I think now about how I am not a Tiger Mom by any real measure, something I questioned myself for several times in the past and, at one point, even felt guilty about. There are so many articles that say a mother should be this or that for a child to be truly ahead of the pack when the time is right. I feel, though (and this is just me, no offense meant to other mothers who think otherwise), that more than being The Best now it is equally important for any child to be happy growing up, to be able to develop all her other gifts and pursue her own dreams far away from the shadows of her own mother’s dreams for her. In the grander scheme of things, maybe one day the world will gently agree that it is achievement enough for any one person to, in a world full of contradictions and great expectations, bloom into the person God designed her to be, whatever that is, sans all the trappings of the “shoulds” and “have tos” that human beings in a cutthroat world roll out as musts.

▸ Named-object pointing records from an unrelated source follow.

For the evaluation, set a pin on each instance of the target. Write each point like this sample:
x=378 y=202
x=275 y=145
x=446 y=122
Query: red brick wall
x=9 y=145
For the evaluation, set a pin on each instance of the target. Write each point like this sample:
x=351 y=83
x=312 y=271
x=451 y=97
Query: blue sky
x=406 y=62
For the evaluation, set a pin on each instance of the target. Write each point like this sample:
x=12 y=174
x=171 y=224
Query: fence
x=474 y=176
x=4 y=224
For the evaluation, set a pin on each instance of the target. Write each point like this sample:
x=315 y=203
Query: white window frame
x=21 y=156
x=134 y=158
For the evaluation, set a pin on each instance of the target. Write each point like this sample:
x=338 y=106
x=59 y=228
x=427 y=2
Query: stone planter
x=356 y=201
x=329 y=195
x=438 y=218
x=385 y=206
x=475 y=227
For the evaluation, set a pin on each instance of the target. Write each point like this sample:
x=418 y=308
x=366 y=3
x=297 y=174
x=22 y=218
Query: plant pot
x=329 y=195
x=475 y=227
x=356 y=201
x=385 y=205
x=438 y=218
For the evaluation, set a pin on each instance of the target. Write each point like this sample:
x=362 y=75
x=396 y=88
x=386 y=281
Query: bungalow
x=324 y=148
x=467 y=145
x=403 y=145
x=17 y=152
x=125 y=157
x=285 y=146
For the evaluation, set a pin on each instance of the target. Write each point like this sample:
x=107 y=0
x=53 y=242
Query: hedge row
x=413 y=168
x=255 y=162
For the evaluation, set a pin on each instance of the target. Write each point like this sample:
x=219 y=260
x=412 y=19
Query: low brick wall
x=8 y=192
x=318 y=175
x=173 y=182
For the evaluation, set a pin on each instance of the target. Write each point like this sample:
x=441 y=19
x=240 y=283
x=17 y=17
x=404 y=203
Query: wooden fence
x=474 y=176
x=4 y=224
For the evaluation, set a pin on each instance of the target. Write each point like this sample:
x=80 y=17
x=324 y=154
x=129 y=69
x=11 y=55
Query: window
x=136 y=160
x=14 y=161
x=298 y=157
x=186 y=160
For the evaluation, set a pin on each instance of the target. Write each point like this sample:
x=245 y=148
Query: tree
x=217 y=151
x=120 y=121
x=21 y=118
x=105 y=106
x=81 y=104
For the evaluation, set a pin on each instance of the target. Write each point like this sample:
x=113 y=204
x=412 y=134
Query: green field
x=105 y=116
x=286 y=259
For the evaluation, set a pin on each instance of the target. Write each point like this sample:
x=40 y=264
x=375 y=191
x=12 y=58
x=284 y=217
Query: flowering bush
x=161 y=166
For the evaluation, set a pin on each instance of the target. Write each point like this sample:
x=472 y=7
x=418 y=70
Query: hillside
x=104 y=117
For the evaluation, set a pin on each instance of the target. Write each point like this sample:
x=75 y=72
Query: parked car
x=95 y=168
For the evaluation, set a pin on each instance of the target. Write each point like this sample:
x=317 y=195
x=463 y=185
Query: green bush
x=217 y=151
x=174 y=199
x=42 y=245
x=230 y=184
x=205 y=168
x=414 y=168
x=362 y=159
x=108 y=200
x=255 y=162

Even as I miss that age when she was tiny still, totally dependent on me and her daddy, that age when she once tenderly told me “Mama, I wish I met you already when you were also a little girl, so we could be playmates and best friends,” I love that she is a 16-year-old now: funny, thoughtful, with a kind of strength and courage that I sometimes wish I also had, even if the same were to be dispensed strategically only on days when I need it most. She is less emotional, and more objective than I am, something she got from her dad, maybe. I love that she tells me about poke bowls and grains, teaches me about squats and leg exercises, walks into my room in the middle of the night in her sleep shirt and my highest heels, because she saw them and wanted to see if she could run in them: youth. When I am old and gray, I will remember all the times we raided the ref together in the middle of the night, how we borrow each other’s clothes and shoes, the way she polices what I wear when I am too tired to care, the way she checks on me when I am away. “Is your flight on time, Mama?” “Will Dad be with you?” “Is that place safe?” “Have you eaten?” Really, it’s the little things.

I am endlessly thankful, too, for days like today when being a mother, and having a child like my Juliana, feels like the only thing right in a day (half) full of woes.